Uma das promessas do primeiro-ministro indiano Narendra Modi é promover uma reforma no sistema de saúde. No país com 1,3 bilhão de habitantes, o modelo usado é o do seguro social. E cerca de 500 milhões de pessoas são elegíveis para o esquema da autoridade nacional de saúde (NHA) – chamado ironicamente de “Modicare” – que oferece cobertura para um conjunto de ações e serviços de saúde ao preço de quase sete mil dólares anuais por família. Não à toa, apenas 20% desse público-alvo aderiu. Mas o governo não acha que o problema seja o preço, e sim a falta de conhecimento das pessoas e participação do setor privado.

A Reuters obteve detalhes dos planos de Modi para impulsionar a adoção do seguro. E a grande aposta está na atração de ainda mais hospitais particulares para a rede credenciada – embora eles já somem 60% dos quase 20 mil hospitais registrados. Por seu turno, as empresas reclamam que o NHA cobre de 40% a 80% dos seus custos. Mas o governo está aberto – bem aberto, diríamos – a negociar com eles. “Esperamos que o setor privado entre. Se as taxas não são viáveis, ele não irá aderir”, resumiu Indu Bhushan à agência de notícias.

ESTRATÉGIA NORUEGUESA

Na sexta, a Noruega lançou uma estratégia de ajuda internacional que pretende reorientar as doações a outros países na área da saúde para o combate às doenças não transmissíveis. A iniciativa é a primeira do gênero no mundo, segundo o site especializado Health Policy Watch. A premissa é simples: câncer, diabetes, doenças cardiovasculares e respiratórias, transtornos mentais, etc. causam anualmente 41 milhões de mortes. “Tabaco, poluição do ar, álcool, alimentos não saudáveis, falta de atividade física… Esses assassinos silenciosos causam 70% de todas as mortes prematuras e desnecessárias em todo o planeta, mas a luta contra eles recebe apenas 1% do financiamento internacional destinado à saúde. 70% – 1%”, resumiu o ministro do Desenvolvimento Dag Inge Ulstein no lançamento. O país anunciou que vai alocar US$ 21 milhões no programa em 2020. E espera que a estratégia incentive outros países ricos a fazerem o mesmo.

BOLA DE CRISTAL

A Forbes fez uma lista com dez previsões sobre o mercado da saúde para 2020. Um dos itens diz respeito à investida de grandes varejistas como Walmart e Best Buy e “outras organizações atípicas” nesse setor. Para o repórter Sachin Jain, autor dos palpites, a maior parte dessas empresas deve sair desse mercado tão abruptamente quanto entrou, já que a falta de conhecimento dos mecanismos do setor as faz superestimar retornos e cometer erros.
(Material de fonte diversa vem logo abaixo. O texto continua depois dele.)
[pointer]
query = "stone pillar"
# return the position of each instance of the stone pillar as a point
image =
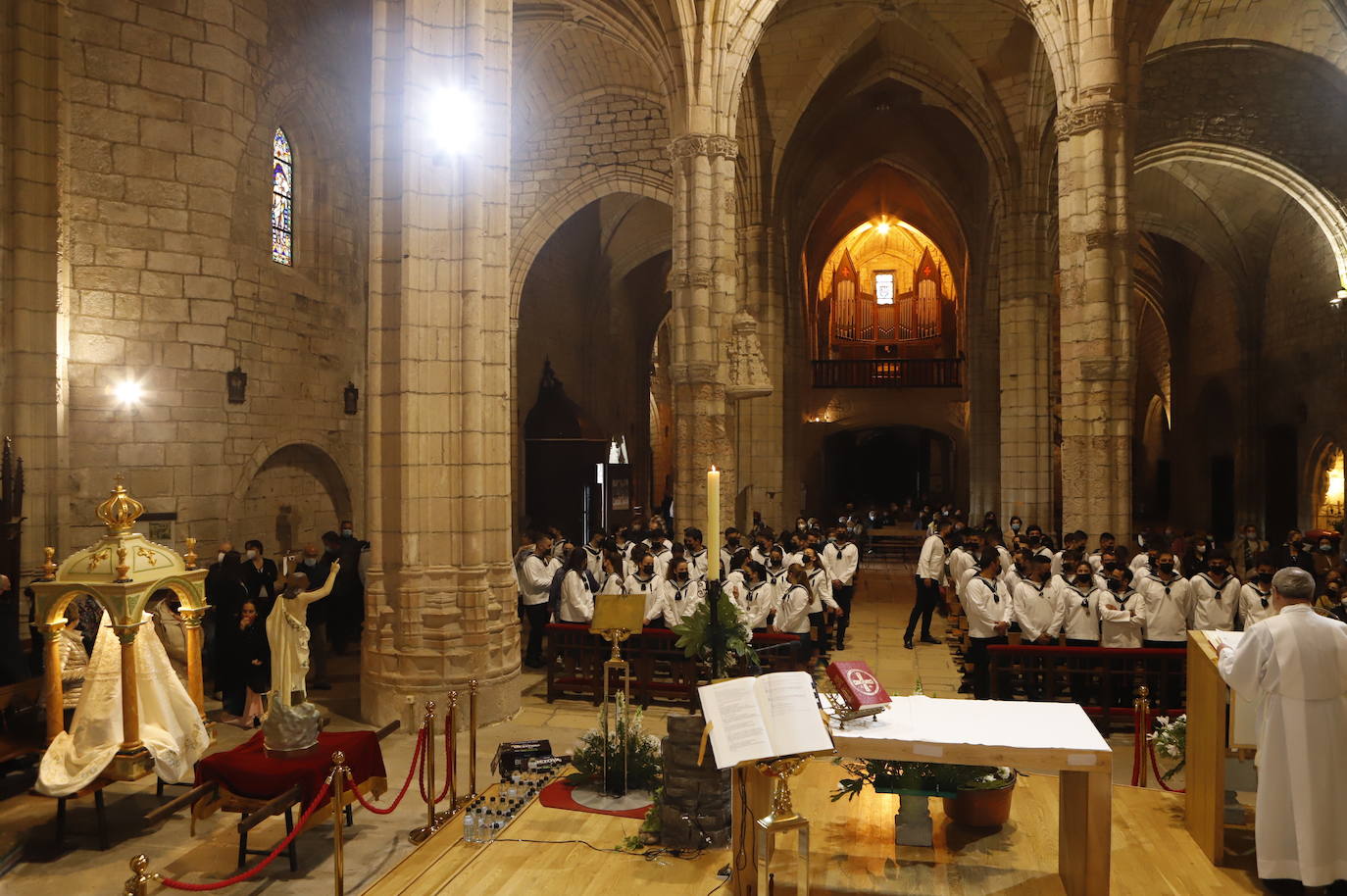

Na mesma linha, ele prevê que as grandes empresas de tecnologia continuarão atuando no setor de saúde, mas não o transformarão tão cedo. De acordo com ele, “levará anos” para que inovações relacionadas ao uso extensivo de inteligência artificial sejam absorvidas pelo modelo de negócios e pagamento existentes, transformando o cuidado em larga escala. 

AGENDA

Amanhã, o economista americano Randall Wray participa no Rio de um seminário promovido pelo Centro de Estudos Estratégicos da Fiocruz. O evento vai abordar como a Teoria Moderna da Moeda, da qual Wray é um dos principais autores, pode ser uma alternativa para o financiamento das políticas sociais. Acontece no Centro de Convenções Sul América, às 9h, e terá transmissão online.